Other Folks’ Music
The great records of 2012 that I happened to notice were all rap albums (Aesop Rock; Killer Mike), but this year the guitars came back. I’ve yet to parse the 32 tracks on Throwing Muses, Purgatory/Paradise, but it needs a nod. What’s more:
All agree that My Bloody Valentine’s m b v sounds “just like their old stuff,” impressive since they couldn’t have pulled it off by copying Loveless after twenty-two years colored by Loveless. A perspective trick was needed, like the deliberately misaligned mirror in Vermeer’s The Music Lesson, that would crop out the old song structures and leave the texture.

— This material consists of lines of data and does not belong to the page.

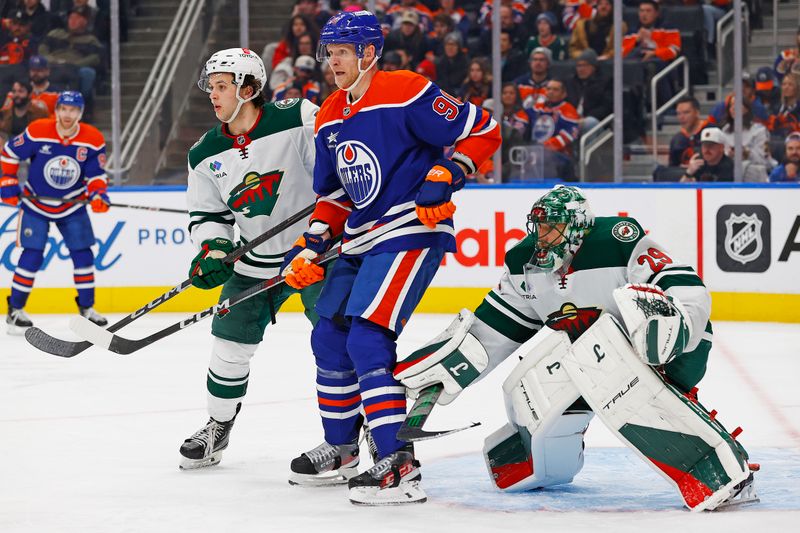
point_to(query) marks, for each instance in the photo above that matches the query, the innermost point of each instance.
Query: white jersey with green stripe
(255, 181)
(616, 251)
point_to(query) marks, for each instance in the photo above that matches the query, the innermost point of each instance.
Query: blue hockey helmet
(73, 98)
(359, 28)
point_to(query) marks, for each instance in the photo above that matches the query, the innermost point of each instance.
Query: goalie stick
(411, 429)
(62, 348)
(87, 202)
(106, 338)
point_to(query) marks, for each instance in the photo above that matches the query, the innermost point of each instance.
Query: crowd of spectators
(47, 46)
(556, 73)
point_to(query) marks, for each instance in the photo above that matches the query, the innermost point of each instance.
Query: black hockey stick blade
(105, 338)
(61, 348)
(411, 429)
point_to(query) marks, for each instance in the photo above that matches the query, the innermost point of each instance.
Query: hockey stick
(97, 335)
(87, 202)
(62, 348)
(411, 429)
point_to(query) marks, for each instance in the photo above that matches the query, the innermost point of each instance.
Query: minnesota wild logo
(256, 194)
(572, 319)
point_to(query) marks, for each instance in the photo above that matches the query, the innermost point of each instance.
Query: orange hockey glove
(98, 196)
(9, 190)
(433, 199)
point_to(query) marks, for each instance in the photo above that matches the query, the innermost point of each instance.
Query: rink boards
(744, 241)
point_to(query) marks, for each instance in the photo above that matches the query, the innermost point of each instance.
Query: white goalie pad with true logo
(670, 432)
(542, 445)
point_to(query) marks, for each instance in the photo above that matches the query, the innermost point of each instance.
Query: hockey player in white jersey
(253, 170)
(621, 331)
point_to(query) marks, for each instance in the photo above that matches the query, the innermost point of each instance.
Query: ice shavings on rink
(612, 480)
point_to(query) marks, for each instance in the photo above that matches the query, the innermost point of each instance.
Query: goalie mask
(240, 62)
(559, 220)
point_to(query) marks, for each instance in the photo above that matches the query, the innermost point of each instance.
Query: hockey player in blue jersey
(379, 170)
(66, 161)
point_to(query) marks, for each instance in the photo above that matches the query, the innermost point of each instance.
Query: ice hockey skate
(394, 480)
(90, 314)
(205, 447)
(325, 465)
(17, 320)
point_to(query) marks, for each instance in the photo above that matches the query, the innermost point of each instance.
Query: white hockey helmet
(240, 62)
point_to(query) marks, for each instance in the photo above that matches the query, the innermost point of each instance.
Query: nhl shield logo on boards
(743, 238)
(359, 172)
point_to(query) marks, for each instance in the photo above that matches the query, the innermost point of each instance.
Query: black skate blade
(414, 434)
(49, 344)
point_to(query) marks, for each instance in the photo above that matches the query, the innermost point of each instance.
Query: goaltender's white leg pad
(538, 389)
(543, 445)
(676, 438)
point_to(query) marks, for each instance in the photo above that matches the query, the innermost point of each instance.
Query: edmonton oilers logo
(359, 172)
(62, 172)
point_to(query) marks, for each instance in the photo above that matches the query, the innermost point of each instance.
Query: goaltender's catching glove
(433, 199)
(208, 269)
(656, 323)
(297, 267)
(9, 190)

The three-minute looped chord of “Nothing Is” is for just that set of listeners who have ever slumped their heads against the guitar cabinet and hit the same chord over and over, stunned in the pleroma of tone.
Neko Case’s The Worse Things Get, The Harder I Fight, The Harder I Fight, The More I Love You asks a lot in its title, but how I love it. Its weirdness isn’t the mythic weirdness of Fox Confessor, just the personal weirdness of a songwriter who has dived into the bottom of her craft, where the sea creatures are. The structures are surprising but not ostentatious; only after the lush sound has faded do you realize with what parsimony it was put together. Askesis, late style: the production shimmers and the band is in fine form, but it’s still the voice at center, the personality becoming itself.

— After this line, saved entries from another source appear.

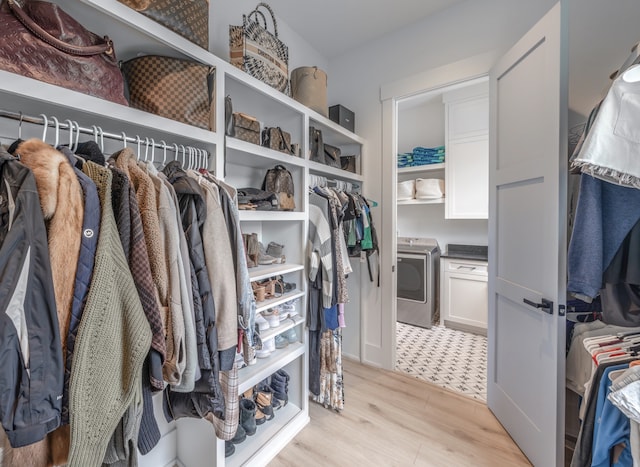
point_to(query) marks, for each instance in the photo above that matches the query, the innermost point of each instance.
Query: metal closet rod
(96, 131)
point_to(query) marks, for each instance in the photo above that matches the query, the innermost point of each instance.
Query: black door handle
(546, 305)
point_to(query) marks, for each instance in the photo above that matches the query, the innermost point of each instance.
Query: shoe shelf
(269, 270)
(284, 325)
(421, 201)
(260, 448)
(331, 172)
(241, 152)
(262, 216)
(264, 367)
(421, 168)
(271, 302)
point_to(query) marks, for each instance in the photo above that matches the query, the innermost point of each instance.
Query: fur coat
(62, 205)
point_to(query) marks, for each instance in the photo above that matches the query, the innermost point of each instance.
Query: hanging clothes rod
(95, 131)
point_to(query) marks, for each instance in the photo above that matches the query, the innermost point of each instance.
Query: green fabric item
(113, 340)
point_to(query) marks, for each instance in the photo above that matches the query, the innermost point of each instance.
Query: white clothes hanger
(57, 131)
(46, 125)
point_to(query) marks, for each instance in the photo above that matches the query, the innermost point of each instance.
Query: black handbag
(316, 147)
(279, 181)
(277, 139)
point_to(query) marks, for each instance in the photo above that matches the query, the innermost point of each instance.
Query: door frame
(461, 72)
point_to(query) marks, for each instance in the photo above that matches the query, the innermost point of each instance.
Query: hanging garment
(86, 259)
(320, 248)
(207, 395)
(246, 299)
(180, 276)
(114, 324)
(125, 160)
(331, 383)
(174, 326)
(219, 260)
(127, 216)
(605, 215)
(621, 292)
(129, 224)
(29, 321)
(61, 199)
(610, 149)
(62, 206)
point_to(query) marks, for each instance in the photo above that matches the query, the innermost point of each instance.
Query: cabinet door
(467, 178)
(466, 299)
(468, 118)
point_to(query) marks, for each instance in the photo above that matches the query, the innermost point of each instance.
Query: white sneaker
(262, 323)
(289, 309)
(272, 316)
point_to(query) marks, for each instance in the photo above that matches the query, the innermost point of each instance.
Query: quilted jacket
(207, 396)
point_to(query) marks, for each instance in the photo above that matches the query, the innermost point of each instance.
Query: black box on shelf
(343, 117)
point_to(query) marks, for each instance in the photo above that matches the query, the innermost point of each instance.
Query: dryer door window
(412, 277)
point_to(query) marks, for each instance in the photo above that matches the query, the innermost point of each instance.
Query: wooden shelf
(258, 449)
(284, 326)
(262, 216)
(264, 367)
(263, 272)
(331, 172)
(270, 303)
(421, 168)
(241, 152)
(420, 201)
(33, 97)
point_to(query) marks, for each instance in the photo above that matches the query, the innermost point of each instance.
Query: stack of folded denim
(405, 160)
(425, 156)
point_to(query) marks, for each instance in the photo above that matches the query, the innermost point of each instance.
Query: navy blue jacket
(30, 350)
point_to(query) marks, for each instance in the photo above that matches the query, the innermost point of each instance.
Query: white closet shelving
(192, 442)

The auteur theories of Jehnny Beth read very French, but the music on Savages, Silence Yourself, is pure Spirit of Berlin, or just Spirit of Rock. Guitar, bass and drums understand each other the way the instruments did on the great Sleater-Kinney records or the first Erase Errata album; and it’s a real mystery why the points of reference should be all-girl bands, why Spirit of Rock continues not to visit the boys. For all that Beth’s stage presence quotes Ian Curtis, her version of idealism really makes me think of the young Bono, whose embarrassing earnestness was needed as much as the genius guitar to make those early eighties records that still matter to me. The crowd-connection routine still works, too; when she leaned out over the monitors at the Independent this September and looked us full in the face, I felt shatteringly called out from my self-presentation as an invisible thirtysomething in a hat. It was as if I’d failed a test. I don’t know where this band is going, but it’s a good moment.